The two common commercial uses for relational database management systems are online transaction processing (OLTP) and data warehousing (DW). The access patterns of these two approaches are very different and they make very different demands on the underlying SQL Engine.
The next few topics examine the different access patterns of OLTP and DW processing. Once the two styles of processing have been compared, you should readily recognize just how dramatically different they are.
Consider the following simple example: A customer, Mr. Brown, orders a calendar. The graphic diagrams the actions taken against the database.
The transaction flow is outlined in the following process stages:
- A new order, 7326, is opened on the Order table.
- The remaining columns for the order are filled out, including the Customer number for Mr. Brown, 3, and the date the order was placed, April 5.
- A new shipping order, with order number 7326 and item number 3509, is opened on the Order Item Shipped table.
- The remaining columns for the shipper are filled out, including the quantity shipped, 1, and the date the order was shipped, April 5.
- The transaction is complete.
Three key aspects of this transaction deserve your attention:
- Only a few of many possible tables were accessed.
- None of the accessed tables, some of which might have billions of rows, were scanned.
- Very little I/O processing was required to complete the transaction.
These three attributes are characteristic of OLTP environments. The requirements are simple and involve only a quick-in, quick-out approach to the database. Many relational database engines are designed specifically for maximum efficiency with these kinds of workloads.

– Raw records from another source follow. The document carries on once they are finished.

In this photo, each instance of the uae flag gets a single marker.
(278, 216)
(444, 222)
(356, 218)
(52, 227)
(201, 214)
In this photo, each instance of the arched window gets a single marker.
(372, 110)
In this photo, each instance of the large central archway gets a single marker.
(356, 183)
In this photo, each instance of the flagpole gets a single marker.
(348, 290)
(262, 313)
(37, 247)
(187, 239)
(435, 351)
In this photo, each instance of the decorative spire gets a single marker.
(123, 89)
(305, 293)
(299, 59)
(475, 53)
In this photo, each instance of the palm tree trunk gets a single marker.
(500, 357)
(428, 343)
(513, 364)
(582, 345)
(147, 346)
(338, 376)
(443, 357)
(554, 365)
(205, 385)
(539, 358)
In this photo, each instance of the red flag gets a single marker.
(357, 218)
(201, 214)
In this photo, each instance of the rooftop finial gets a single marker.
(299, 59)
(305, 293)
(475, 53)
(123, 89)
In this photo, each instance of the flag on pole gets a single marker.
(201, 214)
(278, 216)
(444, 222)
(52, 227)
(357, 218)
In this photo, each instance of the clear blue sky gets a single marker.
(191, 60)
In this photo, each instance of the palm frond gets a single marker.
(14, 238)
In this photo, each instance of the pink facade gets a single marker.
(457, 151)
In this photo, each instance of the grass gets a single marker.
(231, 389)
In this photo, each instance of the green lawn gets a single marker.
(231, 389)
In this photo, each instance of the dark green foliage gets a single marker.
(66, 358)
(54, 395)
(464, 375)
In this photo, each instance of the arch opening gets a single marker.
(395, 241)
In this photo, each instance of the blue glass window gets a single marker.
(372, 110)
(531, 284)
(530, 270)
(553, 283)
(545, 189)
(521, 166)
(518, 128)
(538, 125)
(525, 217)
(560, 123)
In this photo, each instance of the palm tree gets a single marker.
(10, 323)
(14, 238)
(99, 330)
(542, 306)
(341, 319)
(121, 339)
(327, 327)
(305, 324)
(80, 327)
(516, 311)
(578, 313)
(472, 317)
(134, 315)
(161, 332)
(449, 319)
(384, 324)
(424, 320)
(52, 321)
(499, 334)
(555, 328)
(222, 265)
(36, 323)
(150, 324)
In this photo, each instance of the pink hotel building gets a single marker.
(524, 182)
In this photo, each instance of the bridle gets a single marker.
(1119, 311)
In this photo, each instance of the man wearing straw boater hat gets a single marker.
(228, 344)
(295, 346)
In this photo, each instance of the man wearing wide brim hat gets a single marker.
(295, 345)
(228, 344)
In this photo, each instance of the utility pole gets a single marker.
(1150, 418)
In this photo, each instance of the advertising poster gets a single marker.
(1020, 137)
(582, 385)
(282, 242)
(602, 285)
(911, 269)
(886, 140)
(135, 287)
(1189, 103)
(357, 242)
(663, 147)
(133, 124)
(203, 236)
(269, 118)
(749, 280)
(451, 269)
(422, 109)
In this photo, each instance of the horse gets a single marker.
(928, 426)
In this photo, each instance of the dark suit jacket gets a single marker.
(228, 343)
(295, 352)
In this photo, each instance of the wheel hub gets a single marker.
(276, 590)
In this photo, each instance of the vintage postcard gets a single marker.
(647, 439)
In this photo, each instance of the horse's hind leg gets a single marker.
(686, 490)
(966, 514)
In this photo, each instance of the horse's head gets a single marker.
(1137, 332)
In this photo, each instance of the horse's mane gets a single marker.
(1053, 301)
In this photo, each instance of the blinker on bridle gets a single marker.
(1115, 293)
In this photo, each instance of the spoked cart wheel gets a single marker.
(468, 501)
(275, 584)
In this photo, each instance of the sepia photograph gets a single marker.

Consider the following simple decision support example using the same database to emphasize the contrast in processing requirements: A business analyst needs to find the answer to a specific question about pencil customers so he can target them for a promotion. The natural language query the analyst performs is this: which customers placed the majority of their orders for pencils in the first quarter of this year? The graphic diagrams the actions taken against the database.
The processing flow is outlined in the following process stages:
- The SQL Engine interrogates the Item table for the item number for pencils, which is 3421.
- The engine next scans the Order Item Shipped table looking for all orders associated with item number 3421.
- The particular row examined in this example shipped 0 pencils, indicating that the order was back ordered.
- The engine accesses the Order Item Backordered table row having an order and item number matching that examined in stage 3 and finds that 144 pencils were back ordered.
- The engine must now locate the customer who placed this order because the whole point of the query was to identify customers who had ordered pencils in the first quarter of the year.
To do this, the engine must access the Order table, where it finds that customer number 2 placed the order in question.
- The engine accesses the Customer table to identify the name of the customer associated with customer number 2, which is James.
- The large number of tables that had to be accessed in order to answer it.
This complex access path through many tables is a hallmark of decision support analysis. And remember: this is an extremely simple example!
- The tables were not just touched lightly in response to the query, but required massive searches, and sometimes multiple scans are required.
- Once the data required to answer the query has been gathered, it must be processed further using aggregation, joins, sorts, conditional requirements, and so on.
All this processing is heavily resource-intensive. The following table presents a summary contrast of DW and OLTP processing.
|OLTP Transaction||Attribute||DW Query|
|No||Multiple tables scanned||Yes|
|No||Large volumes of data examined||Yes|
|No||Response time is a function of database size||Yes|